In 2016 Beresford and Hammond teamed up with Fourth Page pianist Carolyn Hume to release the trio recording “The Lightning Bell”, an album that also featured a guest appearance by vocalist Judie Tzuke. This particular recording is reviewed here;
https://www.thejazzmann.com/reviews/review/beresford-hammond-hume-the-lightning-bell
Beresford and Hammond are also members of the What? Quartet, a group that also includes trumpeter Gerry Gold and multi-instrumentalist Rod Paton and which released its début album on the 52nd in March 2020. Review here;
https://www.thejazzmann.com/reviews/review/what-quartet-what
Living in the same geographical area as Beresford and Hammond I’ve been fortunate enough to see both musicians performing live in nearby locations. Fourth Page visited my home town of Leominster in 2012 while in 2018 the aptly named aggregation Borderless came to the town, a quartet featuring both Beresford and Hammond plus Camilla Cancantata (previously Saunders) on piano, trombone and vocals and the Baghdad born Ahmed Mukhtar on oud. Review here;
https://www.thejazzmann.com/reviews/review/borderless-leominster-community-centre-leominster-herefordshire-09-10-2018
Beresford has also worked extensively with bassist Tim Harries, who appears on Beresford’s highly personal 2009 solo album “Dark Transport”. The pair also collaborated on the 2020 duo recording, “Neutral Tones” credited to Beresford Harries. Review here; https://www.thejazzmann.com/reviews/review/beresford-harries-neutral-tones
Beresford has also played with the multi-instrumentalist Mark Emerson (piano, accordion, viola) under the name Five Turnings Duo. Others with whom he has collaborated include the Russian free jazz saxophonist Alexey Kruglov, folk singer June Tabor and performance poet Ian McMillan.

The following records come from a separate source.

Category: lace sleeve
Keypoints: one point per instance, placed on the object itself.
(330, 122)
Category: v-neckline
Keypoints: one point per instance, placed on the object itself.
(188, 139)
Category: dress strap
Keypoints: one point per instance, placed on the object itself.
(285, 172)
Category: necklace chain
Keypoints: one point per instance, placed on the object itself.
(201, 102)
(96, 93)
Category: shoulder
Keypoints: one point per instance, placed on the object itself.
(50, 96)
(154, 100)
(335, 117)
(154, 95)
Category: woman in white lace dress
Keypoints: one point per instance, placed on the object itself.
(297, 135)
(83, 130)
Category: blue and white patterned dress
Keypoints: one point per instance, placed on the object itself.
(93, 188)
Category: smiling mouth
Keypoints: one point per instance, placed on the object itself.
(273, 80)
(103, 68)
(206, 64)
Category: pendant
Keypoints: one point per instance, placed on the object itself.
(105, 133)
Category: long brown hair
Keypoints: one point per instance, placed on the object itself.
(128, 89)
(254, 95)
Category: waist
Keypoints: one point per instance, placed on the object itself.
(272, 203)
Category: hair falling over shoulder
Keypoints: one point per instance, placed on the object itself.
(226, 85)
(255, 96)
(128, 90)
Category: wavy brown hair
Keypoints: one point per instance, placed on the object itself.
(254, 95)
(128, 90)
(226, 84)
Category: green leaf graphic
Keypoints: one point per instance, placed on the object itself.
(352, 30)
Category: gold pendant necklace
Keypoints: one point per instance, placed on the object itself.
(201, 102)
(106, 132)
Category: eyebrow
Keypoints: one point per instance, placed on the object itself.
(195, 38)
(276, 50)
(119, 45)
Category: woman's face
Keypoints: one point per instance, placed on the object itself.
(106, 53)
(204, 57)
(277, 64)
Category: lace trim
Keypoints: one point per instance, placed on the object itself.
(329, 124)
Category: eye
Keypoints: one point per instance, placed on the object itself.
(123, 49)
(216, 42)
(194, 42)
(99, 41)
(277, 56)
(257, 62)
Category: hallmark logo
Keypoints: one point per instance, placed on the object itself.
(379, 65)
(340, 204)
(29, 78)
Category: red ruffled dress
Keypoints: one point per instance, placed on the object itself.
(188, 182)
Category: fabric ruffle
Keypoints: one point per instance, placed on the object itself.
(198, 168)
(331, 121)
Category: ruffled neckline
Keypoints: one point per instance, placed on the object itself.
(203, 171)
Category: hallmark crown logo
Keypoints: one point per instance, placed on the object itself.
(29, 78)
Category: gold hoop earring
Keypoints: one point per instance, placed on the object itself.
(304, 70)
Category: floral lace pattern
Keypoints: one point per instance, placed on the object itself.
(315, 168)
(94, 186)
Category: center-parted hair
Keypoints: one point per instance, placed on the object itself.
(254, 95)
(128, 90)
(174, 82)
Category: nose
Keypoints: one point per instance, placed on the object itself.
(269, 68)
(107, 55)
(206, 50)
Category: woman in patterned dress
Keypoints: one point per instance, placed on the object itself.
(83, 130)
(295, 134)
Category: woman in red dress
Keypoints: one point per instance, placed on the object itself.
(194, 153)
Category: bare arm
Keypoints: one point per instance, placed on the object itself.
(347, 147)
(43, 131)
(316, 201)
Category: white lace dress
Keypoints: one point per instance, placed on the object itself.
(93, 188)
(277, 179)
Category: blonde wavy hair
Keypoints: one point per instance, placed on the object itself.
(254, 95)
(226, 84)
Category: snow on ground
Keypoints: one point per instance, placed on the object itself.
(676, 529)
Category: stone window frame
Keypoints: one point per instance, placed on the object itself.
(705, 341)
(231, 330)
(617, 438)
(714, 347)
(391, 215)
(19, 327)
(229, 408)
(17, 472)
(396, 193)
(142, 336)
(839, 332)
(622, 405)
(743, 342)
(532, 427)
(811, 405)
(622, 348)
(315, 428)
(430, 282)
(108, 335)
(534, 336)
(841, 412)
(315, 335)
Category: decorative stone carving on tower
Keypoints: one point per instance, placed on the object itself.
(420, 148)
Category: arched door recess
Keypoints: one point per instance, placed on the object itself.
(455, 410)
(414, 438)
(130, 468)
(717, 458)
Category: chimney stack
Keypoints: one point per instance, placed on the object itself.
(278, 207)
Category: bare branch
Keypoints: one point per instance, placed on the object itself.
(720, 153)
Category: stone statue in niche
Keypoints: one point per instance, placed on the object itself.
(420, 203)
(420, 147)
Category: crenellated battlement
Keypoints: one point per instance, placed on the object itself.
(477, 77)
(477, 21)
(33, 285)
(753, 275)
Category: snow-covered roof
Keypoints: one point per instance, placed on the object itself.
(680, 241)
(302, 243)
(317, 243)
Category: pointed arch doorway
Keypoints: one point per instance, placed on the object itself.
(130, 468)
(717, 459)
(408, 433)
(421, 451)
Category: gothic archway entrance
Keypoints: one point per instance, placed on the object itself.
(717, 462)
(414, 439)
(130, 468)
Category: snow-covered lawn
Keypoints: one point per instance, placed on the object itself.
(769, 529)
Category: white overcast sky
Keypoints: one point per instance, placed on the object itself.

I have to admit to being previously unfamiliar with the work of Vasseur, a musician with roots in the classical tradition who plays both guitar and lute.
Vasseur has played renaissance music and has also experimented with oriental music and improvisation. He was written for the theatre and participated in other interdisciplinary events including photography, cinema and dance and also worked as a music educator.
Vasseur names fellow guitarists Robert Fripp and Derek Bailey as sources of inspiration, in addition to composers Heitor Villa-Lobos and John Cage. Describing himself as a ‘polymorphic musician’ he also plays a variety of multi-stringed instruments including eleven string alto guitar, archlute and mohan veena. As a leader or co-leader he has appeared on more than twenty albums.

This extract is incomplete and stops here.